“This hour her vigil, and her eve, since this
Both the year’s and the day’s deep midnight is.”
During the dark winters of Scandinavia, where a polar night can stretch as long as eighteen hours, you may chance to hear a song that translates:
“Night walks with a heavy step
Round yard and hearth,
As the sun departs from earth,
Shadows are brooding.”
If you are there near the winter solstice, you may get lucky and see a woman wearing a crown of greenery and a circle of flickering candles, wending her way through town as the candlelight she carries reflects from mounds of glistening snow. Accompanied by magi bearing staffs of stars, this is the annual festival of Saint Lucy, or Sankta Lucia, as she is known in Sweden.
On our northern Oregon Coast, this yearly Scandinavian tradition is celebrated the day after Thanksgiving to dispel the dark and cold of winter and to herald the light of the Christmas Season.
At 7 p.m. Friday at Astoria High School, the Sankta Lucia Bride represented by Isabel Talley (Miss Denmark 2019) will enter the auditorium wearing her crown of candles and accompanied by her court attendants and star boys. The legend of Lucia will be read and ChrisLynn Taylor will lead a singing of holiday carols. Brandy Larsen and Faith Swanson will sing the Lucia song. Viking Nordic Scandia dancers will perform, and the 2020 Scandinavian Midsummer Festival court will be introduced.

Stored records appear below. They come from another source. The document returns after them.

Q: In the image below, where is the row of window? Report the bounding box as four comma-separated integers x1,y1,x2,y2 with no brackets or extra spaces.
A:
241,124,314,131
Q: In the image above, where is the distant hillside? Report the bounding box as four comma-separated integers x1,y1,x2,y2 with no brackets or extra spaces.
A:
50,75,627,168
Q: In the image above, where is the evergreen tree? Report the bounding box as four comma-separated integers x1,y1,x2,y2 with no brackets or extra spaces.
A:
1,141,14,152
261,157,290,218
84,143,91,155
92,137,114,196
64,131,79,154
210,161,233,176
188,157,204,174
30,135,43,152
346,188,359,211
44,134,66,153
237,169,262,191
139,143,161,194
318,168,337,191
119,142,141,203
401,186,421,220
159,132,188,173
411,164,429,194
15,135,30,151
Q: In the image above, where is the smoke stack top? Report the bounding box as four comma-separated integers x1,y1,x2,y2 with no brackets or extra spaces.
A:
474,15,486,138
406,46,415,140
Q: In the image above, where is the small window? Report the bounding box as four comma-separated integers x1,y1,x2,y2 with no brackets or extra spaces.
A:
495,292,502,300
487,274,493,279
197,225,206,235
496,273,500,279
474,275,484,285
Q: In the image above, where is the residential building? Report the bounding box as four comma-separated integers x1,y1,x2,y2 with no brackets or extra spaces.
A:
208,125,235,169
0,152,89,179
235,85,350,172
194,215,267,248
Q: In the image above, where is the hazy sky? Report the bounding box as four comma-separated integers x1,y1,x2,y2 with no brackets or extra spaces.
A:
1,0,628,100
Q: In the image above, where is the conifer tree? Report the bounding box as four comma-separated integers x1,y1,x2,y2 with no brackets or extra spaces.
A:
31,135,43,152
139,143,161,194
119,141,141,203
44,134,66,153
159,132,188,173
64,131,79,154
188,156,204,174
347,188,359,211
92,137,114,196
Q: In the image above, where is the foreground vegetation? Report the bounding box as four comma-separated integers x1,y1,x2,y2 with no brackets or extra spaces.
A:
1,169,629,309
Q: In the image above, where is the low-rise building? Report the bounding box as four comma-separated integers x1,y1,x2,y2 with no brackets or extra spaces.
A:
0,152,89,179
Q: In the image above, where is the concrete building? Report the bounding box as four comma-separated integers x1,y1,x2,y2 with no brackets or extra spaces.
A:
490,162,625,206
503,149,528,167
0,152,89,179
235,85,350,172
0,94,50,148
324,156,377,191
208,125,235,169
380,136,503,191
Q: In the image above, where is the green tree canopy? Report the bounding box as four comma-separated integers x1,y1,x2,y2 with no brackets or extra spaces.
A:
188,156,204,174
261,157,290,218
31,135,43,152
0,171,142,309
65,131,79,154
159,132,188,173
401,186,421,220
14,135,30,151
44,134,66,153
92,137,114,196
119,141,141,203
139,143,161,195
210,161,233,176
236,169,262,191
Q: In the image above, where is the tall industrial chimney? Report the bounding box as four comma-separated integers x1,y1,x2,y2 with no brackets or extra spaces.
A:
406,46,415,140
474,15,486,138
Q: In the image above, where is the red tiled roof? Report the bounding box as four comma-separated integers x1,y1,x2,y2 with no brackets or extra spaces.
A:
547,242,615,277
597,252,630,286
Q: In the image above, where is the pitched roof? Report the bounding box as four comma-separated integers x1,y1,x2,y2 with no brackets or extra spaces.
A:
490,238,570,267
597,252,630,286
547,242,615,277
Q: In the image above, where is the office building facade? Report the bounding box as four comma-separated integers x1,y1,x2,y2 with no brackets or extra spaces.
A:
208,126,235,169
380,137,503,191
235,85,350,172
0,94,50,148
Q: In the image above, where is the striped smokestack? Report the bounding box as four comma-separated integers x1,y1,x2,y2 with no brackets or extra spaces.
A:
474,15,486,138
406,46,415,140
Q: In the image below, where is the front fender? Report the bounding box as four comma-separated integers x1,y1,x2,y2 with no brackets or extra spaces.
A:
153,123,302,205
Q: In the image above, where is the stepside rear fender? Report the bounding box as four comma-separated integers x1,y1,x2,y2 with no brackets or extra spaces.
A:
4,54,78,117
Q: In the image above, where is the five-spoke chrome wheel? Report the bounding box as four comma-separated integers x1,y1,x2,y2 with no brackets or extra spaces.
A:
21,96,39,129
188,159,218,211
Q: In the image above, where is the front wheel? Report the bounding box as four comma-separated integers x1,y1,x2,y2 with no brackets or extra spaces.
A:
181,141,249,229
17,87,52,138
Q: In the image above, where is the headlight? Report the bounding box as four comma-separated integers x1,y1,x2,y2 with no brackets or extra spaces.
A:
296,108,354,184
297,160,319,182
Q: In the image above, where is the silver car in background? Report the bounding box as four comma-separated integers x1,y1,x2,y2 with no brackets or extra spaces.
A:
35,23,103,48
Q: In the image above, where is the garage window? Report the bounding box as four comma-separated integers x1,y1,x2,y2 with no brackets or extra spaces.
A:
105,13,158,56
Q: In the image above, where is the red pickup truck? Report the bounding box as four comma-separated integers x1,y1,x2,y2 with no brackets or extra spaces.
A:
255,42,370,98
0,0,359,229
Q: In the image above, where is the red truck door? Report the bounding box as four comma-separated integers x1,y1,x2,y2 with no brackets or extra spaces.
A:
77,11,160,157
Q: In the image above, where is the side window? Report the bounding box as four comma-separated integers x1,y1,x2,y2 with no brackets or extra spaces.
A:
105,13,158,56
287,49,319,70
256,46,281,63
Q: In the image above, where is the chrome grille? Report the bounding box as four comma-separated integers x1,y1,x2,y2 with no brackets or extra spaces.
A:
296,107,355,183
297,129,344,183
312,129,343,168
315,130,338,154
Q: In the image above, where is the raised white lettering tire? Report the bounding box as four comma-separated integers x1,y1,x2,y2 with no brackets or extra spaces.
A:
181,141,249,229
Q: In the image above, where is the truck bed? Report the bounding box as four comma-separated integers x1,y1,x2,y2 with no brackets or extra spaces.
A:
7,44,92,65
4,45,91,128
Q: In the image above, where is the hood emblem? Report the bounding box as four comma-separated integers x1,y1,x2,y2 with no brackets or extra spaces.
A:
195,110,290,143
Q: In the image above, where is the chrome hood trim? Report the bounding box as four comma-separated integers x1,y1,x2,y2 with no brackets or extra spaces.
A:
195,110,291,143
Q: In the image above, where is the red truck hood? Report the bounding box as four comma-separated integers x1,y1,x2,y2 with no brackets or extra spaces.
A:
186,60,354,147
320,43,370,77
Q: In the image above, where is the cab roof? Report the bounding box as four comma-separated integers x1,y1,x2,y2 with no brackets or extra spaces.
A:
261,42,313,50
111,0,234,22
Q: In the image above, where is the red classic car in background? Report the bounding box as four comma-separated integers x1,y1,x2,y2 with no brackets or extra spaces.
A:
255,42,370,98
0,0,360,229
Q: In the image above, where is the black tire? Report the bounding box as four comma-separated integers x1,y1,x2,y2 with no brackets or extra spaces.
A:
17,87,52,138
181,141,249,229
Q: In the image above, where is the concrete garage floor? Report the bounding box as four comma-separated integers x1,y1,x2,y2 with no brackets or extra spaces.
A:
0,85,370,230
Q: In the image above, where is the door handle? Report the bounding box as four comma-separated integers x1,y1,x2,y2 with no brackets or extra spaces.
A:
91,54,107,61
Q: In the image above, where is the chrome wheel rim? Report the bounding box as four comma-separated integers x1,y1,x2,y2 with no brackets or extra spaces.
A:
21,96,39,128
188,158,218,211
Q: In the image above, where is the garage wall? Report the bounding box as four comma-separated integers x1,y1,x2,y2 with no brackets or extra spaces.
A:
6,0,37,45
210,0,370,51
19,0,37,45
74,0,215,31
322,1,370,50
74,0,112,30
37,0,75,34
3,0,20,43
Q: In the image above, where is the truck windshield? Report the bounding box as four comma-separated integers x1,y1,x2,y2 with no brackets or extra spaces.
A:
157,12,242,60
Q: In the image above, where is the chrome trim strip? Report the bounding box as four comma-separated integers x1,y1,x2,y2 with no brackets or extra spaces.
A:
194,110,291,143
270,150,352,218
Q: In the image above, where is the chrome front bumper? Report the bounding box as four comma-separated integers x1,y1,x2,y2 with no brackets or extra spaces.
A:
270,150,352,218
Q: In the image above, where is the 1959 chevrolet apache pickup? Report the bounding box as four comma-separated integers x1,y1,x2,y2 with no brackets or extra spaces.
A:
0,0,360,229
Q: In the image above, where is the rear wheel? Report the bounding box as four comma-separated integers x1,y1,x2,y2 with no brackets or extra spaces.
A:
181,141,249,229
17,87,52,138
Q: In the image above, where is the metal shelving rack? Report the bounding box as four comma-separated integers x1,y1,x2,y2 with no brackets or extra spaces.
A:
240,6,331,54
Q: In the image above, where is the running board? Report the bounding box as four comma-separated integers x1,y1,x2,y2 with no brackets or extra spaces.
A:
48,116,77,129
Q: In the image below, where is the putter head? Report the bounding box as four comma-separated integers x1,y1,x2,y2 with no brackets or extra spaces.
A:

After the Lucia ceremony, Astoria’s accordion band, “The Polka Dots,” will play music for dancing around the Christmas Tree. The Lower Columbia Danish Society will serve Scandinavian treats.
For nearly two millennia, this tradition has continued, inspired by an early Christian martyr, whose name, Lucia, is a variation of the Latin word “lux,” or “light.” Lucia was born on the island of Sicily during the Roman reign of the Emperor Diocletian, who oversaw the bloodiest persecution of Christians. Diocletian ordered the Christian scriptures be burned, their places of worship razed and the people put to death. Lucia brought food and aid to hungry believers hiding in catacombs from their persecutors.

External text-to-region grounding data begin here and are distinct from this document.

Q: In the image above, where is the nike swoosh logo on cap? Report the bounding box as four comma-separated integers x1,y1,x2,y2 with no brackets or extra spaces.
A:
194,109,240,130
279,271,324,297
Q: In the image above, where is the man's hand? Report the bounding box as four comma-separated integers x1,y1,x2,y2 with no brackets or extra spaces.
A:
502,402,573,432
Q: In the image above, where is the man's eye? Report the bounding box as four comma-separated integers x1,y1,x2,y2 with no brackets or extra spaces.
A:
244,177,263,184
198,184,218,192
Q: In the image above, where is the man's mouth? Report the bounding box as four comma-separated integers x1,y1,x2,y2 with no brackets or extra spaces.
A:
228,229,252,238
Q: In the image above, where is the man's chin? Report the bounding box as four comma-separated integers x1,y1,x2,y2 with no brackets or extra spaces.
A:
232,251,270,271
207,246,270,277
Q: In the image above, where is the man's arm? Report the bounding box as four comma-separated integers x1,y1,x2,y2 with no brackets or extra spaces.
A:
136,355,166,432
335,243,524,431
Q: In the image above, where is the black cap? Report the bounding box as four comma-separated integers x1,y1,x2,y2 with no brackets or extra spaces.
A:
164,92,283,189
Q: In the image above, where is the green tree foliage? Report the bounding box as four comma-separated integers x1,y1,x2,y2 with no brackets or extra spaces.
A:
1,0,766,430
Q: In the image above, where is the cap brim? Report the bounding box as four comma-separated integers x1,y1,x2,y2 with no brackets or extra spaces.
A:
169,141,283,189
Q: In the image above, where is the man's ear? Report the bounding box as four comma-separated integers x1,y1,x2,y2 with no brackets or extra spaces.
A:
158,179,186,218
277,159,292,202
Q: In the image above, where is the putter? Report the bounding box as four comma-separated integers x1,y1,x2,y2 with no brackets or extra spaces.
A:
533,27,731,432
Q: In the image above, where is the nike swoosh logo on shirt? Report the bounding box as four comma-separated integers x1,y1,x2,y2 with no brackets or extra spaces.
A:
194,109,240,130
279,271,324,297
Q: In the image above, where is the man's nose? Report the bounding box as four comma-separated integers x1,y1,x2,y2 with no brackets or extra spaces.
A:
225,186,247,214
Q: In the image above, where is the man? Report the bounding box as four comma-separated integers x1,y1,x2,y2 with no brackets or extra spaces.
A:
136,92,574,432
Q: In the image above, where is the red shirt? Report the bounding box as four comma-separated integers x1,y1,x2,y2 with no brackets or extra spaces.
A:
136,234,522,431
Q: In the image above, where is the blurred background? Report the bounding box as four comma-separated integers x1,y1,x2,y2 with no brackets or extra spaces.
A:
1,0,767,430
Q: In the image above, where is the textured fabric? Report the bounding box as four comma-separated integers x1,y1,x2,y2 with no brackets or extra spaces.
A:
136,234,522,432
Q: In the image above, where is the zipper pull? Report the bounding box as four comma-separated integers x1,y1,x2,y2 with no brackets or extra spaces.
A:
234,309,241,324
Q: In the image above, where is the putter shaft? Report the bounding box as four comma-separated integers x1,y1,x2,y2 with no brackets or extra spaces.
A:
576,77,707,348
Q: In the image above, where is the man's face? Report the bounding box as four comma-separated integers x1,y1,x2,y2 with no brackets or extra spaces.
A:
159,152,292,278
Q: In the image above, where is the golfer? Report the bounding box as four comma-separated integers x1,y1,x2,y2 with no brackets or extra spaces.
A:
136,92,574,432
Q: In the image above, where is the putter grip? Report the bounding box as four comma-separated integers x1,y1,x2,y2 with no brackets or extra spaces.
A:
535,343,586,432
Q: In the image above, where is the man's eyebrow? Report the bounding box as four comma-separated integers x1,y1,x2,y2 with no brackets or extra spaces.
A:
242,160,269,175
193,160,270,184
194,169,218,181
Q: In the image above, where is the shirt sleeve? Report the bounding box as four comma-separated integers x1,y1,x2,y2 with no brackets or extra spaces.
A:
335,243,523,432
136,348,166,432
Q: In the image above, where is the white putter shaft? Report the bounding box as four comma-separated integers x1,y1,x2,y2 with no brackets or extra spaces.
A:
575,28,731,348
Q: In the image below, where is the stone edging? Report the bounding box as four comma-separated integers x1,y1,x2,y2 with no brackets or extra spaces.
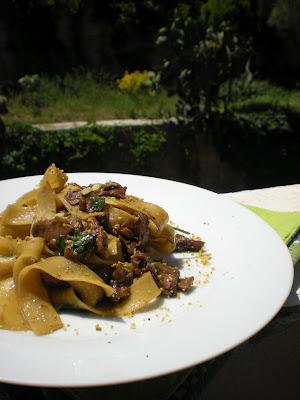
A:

Wishing to free her hands to carry as much food as possible, she cleverly bound a candle wreath upon her head to light her way.

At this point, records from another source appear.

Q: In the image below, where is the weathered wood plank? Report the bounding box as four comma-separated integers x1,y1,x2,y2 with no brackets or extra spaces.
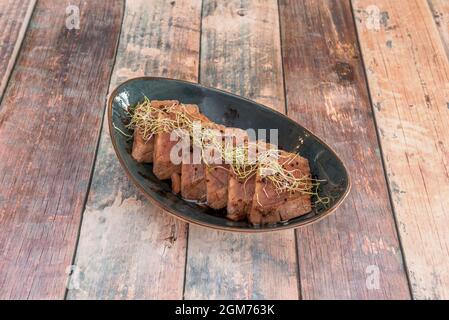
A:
66,0,202,300
0,0,36,99
0,0,123,299
353,0,449,299
280,0,410,299
184,0,299,300
428,0,449,57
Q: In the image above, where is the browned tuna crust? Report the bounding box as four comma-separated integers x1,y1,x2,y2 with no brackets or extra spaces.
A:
151,100,180,109
205,165,229,209
180,144,207,201
227,172,256,221
131,100,179,163
206,128,247,210
153,104,200,180
152,114,182,179
131,130,155,163
224,129,253,221
226,141,275,221
248,151,312,225
179,110,213,202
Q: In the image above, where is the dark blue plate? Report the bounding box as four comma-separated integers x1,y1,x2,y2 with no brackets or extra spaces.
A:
108,77,350,232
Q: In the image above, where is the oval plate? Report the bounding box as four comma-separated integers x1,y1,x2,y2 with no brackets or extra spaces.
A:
108,77,350,232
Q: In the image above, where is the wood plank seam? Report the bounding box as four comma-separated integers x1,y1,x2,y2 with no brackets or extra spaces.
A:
66,0,201,300
62,0,126,300
381,0,448,299
0,0,124,299
182,223,190,299
181,0,206,301
280,0,410,299
276,0,301,298
348,0,414,299
427,0,449,59
196,0,205,84
184,0,299,300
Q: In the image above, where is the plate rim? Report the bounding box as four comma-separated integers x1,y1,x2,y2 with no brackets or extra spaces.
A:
107,76,352,233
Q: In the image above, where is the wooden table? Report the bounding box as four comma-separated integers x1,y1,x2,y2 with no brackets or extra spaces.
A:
0,0,448,300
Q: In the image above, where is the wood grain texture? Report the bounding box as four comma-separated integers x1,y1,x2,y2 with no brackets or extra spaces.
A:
0,0,36,99
428,0,449,57
280,0,410,299
353,0,449,299
66,0,202,300
184,0,299,300
0,0,123,299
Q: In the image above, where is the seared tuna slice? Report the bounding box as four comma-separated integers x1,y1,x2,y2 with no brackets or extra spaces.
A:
248,151,312,225
206,128,247,210
131,100,179,163
153,104,200,179
226,141,274,221
227,172,256,221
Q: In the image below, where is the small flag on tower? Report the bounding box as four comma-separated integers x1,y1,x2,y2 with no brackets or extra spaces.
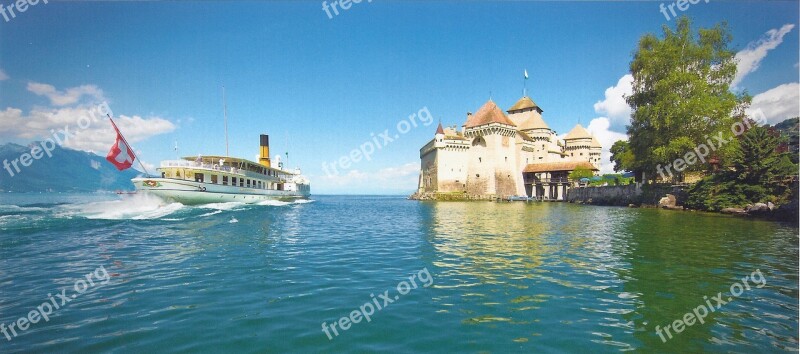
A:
524,69,529,80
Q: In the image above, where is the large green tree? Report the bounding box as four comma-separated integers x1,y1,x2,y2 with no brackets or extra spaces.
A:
626,16,748,182
609,140,636,173
686,124,798,210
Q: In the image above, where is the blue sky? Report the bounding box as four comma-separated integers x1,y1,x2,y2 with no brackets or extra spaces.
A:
0,1,797,194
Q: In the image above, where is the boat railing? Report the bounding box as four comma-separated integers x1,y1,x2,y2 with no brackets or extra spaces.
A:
160,160,242,175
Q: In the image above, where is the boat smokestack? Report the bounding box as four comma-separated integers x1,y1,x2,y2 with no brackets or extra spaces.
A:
259,134,271,168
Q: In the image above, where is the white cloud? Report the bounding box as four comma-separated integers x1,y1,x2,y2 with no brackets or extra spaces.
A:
746,82,800,125
1,81,176,154
0,69,8,81
27,82,105,106
593,74,633,130
0,105,176,153
586,117,628,174
312,162,419,194
586,74,633,173
732,24,795,88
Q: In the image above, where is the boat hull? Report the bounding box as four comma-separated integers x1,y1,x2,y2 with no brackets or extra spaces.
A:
131,178,310,205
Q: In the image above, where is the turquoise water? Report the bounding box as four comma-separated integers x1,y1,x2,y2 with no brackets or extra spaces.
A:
0,194,797,353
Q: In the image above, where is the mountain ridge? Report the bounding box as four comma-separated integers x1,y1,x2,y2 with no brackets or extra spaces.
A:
0,142,141,192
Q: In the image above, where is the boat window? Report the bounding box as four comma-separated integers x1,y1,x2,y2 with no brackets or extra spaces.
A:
211,175,218,184
222,175,228,185
246,179,250,188
195,173,204,183
162,172,166,178
239,179,244,187
232,177,237,186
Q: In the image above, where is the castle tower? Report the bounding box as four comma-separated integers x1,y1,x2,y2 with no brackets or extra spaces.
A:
506,96,545,130
463,100,522,197
564,124,601,172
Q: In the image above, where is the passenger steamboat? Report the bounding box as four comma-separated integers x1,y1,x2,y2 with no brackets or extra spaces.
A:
132,134,310,205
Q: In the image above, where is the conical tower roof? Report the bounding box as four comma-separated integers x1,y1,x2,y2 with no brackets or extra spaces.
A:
564,124,593,140
435,122,444,135
464,100,516,128
507,96,542,113
518,112,550,130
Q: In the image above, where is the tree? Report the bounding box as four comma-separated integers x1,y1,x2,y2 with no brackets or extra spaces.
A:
609,140,636,172
686,125,799,210
732,125,797,199
569,167,594,181
625,16,748,183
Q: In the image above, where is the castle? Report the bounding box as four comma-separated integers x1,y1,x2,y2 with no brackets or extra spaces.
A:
416,96,601,200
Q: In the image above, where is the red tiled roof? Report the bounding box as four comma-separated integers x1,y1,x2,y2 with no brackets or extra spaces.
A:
435,122,444,135
464,100,516,128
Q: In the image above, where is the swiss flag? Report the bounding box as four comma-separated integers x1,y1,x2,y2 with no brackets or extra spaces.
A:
106,119,136,171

Later, to escape an unwanted marriage, Lucia insisted her dowry be donated to the poor. Her incensed fiancé publicly accused her of being a Christian and attempted to burn her at the stake in 310 AD, but the fire would not harm her, necessitating the use of a sword. Missionaries carried the story of Lucia’s martyrdom to Sweden, where emigrants, in turn, shared it across the world. Today, Saint Lucia’s day is celebrated in Italy, Venezuela, Estonia, Scandinavia and on the Caribbean island that bears her name. Typically observed on the winter solstice (on the Julian calendar), in Sweden, Lucia may carry saffron buns or ginger cookies. Candles are lit and electric sources are dimmed in anticipation of the light she will bring.
There is some evidence the roots of the festival may reach back much further to pagan midwinter Yule traditions when it was said, on the darkest night of the year, spirits, gnomes and trolls roamed the earth while farm animals spoke with one other. Many aspects of the tradition reflect the annual struggle between light and darkness.
For years, the festival was primarily celebrated in Sweden, but during World War II, while the populace endured a darkness far deeper than the absence of light alone, the tradition soared in popularity, spreading to Denmark, Finland and Norway. Threatened with German occupation, the holiday became a passive protest for survivors clinging to the promise that darkness might be overcome by the power of light, warm bread and tolerance.
The Sankta Lucia Festival is open to the public, and all are invited to celebrate the Scandinavian tradition that is sure to fill your evening with the light of the holiday season.
Admission supports scholarships to qualifying high school seniors throughout Clatsop County.